Coronin repertoire of selected species of major taxa and branches. The coronins of several representative species for most eukaryotic taxa and branches are listed (for the list of all species see Additional file 4). On top, alternatively used names and classification schemes are given for better comparison and orientation.

Figure 3

Domain organisation of representative coronins. A colour key to the domain names and symbols is given on the right except for the coronin domain that is coloured in orange. The abbreviations for the domains are: WD, WD repeat; PH, pleckstrin-homology domain; LZ, leucine zipper; VHP, villin headpeace domain.

Figure 4

Sequence conservation in the CA domains. The sequence logos illustrate the sequence conservation within the multiple sequence alignments of the CA domains of the Saccharomycotina, the Pezizomycotina, and the class-3 coronins. The CA domains of the Saccharomycotina and the Pezizomycotina are located within the unique regions of the short coronins while the CA domain of the class-3 coronins is at the C-termini of the proteins like in WASP family proteins. The regions between the C and the A domains are of variable length.

Figure 5

Gene structures of alternatively spliced coronins. The cartoons outline the gene structures of the alternatively spliced coronin-1 gene from Caenorhabditis elegans, CeCoro1, and the coronin-1D gene from Homo sapiens, HsCoro1D. The alternatively spliced CeCoro1 gene contains a differentially included exon8, which has an additional alternative 3'-splice site, leading to three transcripts. The other two described splice sites, an alternative 3'-splice site of exon7 and an alternative 5'-splice site of exon8 [35], are most probably artificial. The HsCoro1D gene contains a cluster of two mutually exclusive spliced exons, exon5a and exon5b, and an alternative 5'-splice site of exon10. Dark grey bars and light grey bars mark exons and introns, respectively, and alternative exons and splice sites are coloured.

Figure 6

Sequence conservation within the actin binding region. The sequence logos illustrate the sequence conservation within the multiple sequence alignments of the coronin domains. Here, only the N- and C-termini of the coronin domains are shown because most of the residues implicated in actin binding map to these regions. For the representation of the entire coronin domain see Additional file 5. For better orientation, the sequences of three representative coronins are shown: the yeast coronin as the main target of mutagenesis experiments, the Dictyostelium coronin as the founding member of the protein family, and the murine coronin-1A of which the crystal structure is known.

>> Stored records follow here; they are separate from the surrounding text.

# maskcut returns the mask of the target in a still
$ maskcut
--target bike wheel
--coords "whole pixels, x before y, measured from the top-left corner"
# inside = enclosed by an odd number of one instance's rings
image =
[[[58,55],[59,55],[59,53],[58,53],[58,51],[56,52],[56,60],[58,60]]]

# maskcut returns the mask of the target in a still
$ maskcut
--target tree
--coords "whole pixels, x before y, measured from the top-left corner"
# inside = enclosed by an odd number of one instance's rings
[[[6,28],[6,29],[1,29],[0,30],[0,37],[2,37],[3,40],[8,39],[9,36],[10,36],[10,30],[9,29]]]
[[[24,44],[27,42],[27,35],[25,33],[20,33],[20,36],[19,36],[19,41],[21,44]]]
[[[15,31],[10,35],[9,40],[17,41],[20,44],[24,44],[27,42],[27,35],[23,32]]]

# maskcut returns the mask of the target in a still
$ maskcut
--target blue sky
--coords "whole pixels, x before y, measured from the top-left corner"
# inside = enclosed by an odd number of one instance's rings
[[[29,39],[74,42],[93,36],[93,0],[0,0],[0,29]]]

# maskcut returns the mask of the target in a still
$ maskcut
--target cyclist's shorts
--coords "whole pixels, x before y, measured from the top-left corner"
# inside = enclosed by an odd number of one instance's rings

Secondary structural elements as determined from the crystal structure are drawn as yellow arrows (β-strands) and red boxes (α-helices). Green dots point to amino acids of ScCoro that have been mutated to alanine [41] and red dots highlight mutagenesis studies in HsCoro1B [40]. Light-blue boxes highlight mutations that abolished actin binding, dark-grey boxes represent mutations that did not influence actin binding, and light-grey boxes point to mutations in yeast coronins that could not be expressed and tested.

Figure 7

Evolution of the coronin protein family with respect to the species evolution. Schematic representation of the most widely accepted eukaryotic tree of life. Branch lengths are arbitrary. The coronin inventories of certain taxa and specific species have been plotted to the tree with class numbers given in colour-coded boxes. "O" stands for "Orphan", the unclassified short coronins. The numbers on the arrows refer to alternative placing of the respective taxa: 1: The independence of the Diplomonadida (instead of grouping them to the superkingdom Excavata) is supported by [51]. 2: The monophyly of the Rhodophyta is supported by [28,55]. 3: Grouping the Haptophyceae and Cryptophyta to the SAR is supported by [55-57].

Figure 8

Evolution of the coronin classes. The cartoon shows the different gene duplication and fusion events that led to the formation of the short coronins, the class-3 coronins, and the class-4 coronins.